Pochi potrebbero affermare che l'attuale scena metal italiana soffra di cattive condizioni di salute: tenendo fede a una miscela sonora feconda di bestialità e perizia, nell'ultimo decennio una cornucopia di gruppi del Belpaese è riuscita a propagare un flagello demolitore di qualità non inferiore a quello diffuso dal resto del mondo estremo. Gli Hideous Divinity rientrano nella categoria dei fuoriclasse, di coloro che fanno la differenza in ogni situazione: un act, la cui formazione annovera membri attuali e passati di Aborted e Hour Of Penance (rispettivamente Stefano Franceschini ed Enrico Schettino), che, dapprima grazie al micidiale "Cobra Verde" (2014), poi con lo splendido "Adveniens" (2017), ha rivelato appieno il proprio distruttivo ed eclettico potenziale.
Il nuovo album "Simulacrum", esordio del combo su Century Media, si muove un po' sulla falsariga dello scorso lavoro: da una parte la firma con una grande label, dall'altra il raggiungimento di un ottimo equilibrio in termini di songwriting, rappresentano due legittimi motivi per prediligere la continuità invece che l'azzardo. Eppure, benché consolidato, il particolare technical/brutal death dei capitolini riserva comunque delle sorprese, sfuggendo al facile incasellamento: in filigrana si nota sempre l'influenza dei Suffocation, ma oramai da almeno un lustro i nostri non lesinano profonde corruttele provenienti dal black più apocalittico ed epicheggiante.

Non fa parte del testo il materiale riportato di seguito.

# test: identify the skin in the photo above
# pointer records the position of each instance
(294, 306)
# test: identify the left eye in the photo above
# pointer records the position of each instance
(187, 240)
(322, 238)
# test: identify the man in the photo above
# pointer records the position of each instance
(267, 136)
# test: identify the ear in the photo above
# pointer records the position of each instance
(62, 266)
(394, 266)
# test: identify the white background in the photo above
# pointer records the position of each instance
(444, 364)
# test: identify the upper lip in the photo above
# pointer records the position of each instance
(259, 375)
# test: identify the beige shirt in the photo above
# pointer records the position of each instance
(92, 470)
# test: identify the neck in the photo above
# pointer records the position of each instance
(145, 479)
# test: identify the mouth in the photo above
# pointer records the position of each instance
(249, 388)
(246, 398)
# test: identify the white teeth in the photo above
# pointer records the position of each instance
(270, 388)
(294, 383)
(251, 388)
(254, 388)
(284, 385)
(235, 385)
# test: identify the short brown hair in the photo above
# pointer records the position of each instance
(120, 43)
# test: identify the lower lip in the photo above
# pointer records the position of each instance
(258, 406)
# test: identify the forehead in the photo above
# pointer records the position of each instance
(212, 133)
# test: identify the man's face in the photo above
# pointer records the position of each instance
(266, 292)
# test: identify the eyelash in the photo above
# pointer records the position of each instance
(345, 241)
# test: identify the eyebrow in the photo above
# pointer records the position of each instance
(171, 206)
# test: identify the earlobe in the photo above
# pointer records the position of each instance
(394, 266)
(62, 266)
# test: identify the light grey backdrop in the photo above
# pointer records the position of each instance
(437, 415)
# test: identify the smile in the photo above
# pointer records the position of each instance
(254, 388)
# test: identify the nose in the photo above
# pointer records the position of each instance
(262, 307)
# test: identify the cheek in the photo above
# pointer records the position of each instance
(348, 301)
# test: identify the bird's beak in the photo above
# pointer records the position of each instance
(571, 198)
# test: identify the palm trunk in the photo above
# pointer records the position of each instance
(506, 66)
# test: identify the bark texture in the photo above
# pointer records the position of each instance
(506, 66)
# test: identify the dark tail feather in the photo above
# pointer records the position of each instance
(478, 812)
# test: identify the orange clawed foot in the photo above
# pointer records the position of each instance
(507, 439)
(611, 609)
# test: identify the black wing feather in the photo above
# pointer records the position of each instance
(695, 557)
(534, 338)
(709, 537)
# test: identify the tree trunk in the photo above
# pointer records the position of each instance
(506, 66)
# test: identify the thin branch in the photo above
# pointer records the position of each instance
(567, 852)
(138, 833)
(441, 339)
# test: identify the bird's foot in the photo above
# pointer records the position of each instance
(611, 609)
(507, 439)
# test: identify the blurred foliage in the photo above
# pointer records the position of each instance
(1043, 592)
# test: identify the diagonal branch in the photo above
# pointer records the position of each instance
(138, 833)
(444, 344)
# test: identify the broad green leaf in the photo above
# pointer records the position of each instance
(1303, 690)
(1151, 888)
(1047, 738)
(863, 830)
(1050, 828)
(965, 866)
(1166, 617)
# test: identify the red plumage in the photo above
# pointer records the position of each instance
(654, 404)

Così, brani quali "Anamorphia Atto III", "Acteon", "Seed Of Future Horror", alternano cadenze sorrette dal canonico tupa-tupa a dissonanze ritmiche degne del roster della Norma Evangelium Diaboli. Nell'economia del rischio calcolato, e all'interno di un dedalo di cambi di tempo a tratti frastornante, spuntano echi industrial ("Deleuzean Century", "Implemini Exitio"), reminiscenze floridiane rielaborate in chiave vagamente post ("The Deaden Room", "Bent Until Fracture"), possenti interludi marziali ("Prey To A Vision"), barbagli core ("The Embalmer"). Il tutto viene condito dalla teatrale prestazione vocale di Enrico "H." Di Lorenzo e da sinuosi intrecci melodici à la Disentomb che rendono il disco godibile anche per una fascia relativamente maggiore di ascoltatori, malgrado l'articolato concept lynchiano presenti riflessioni filosofiche di non immediata assimilazione.
Un "Simulacrum", dunque, variegato nella sicurezza; gli Hideous Divinity impilano un ulteriore mattone nella loro carriera, confermandosi come una band coesa, dallo stile riconoscibile e prossima a ulteriori commistioni. (Quasi) unici nel loro genere.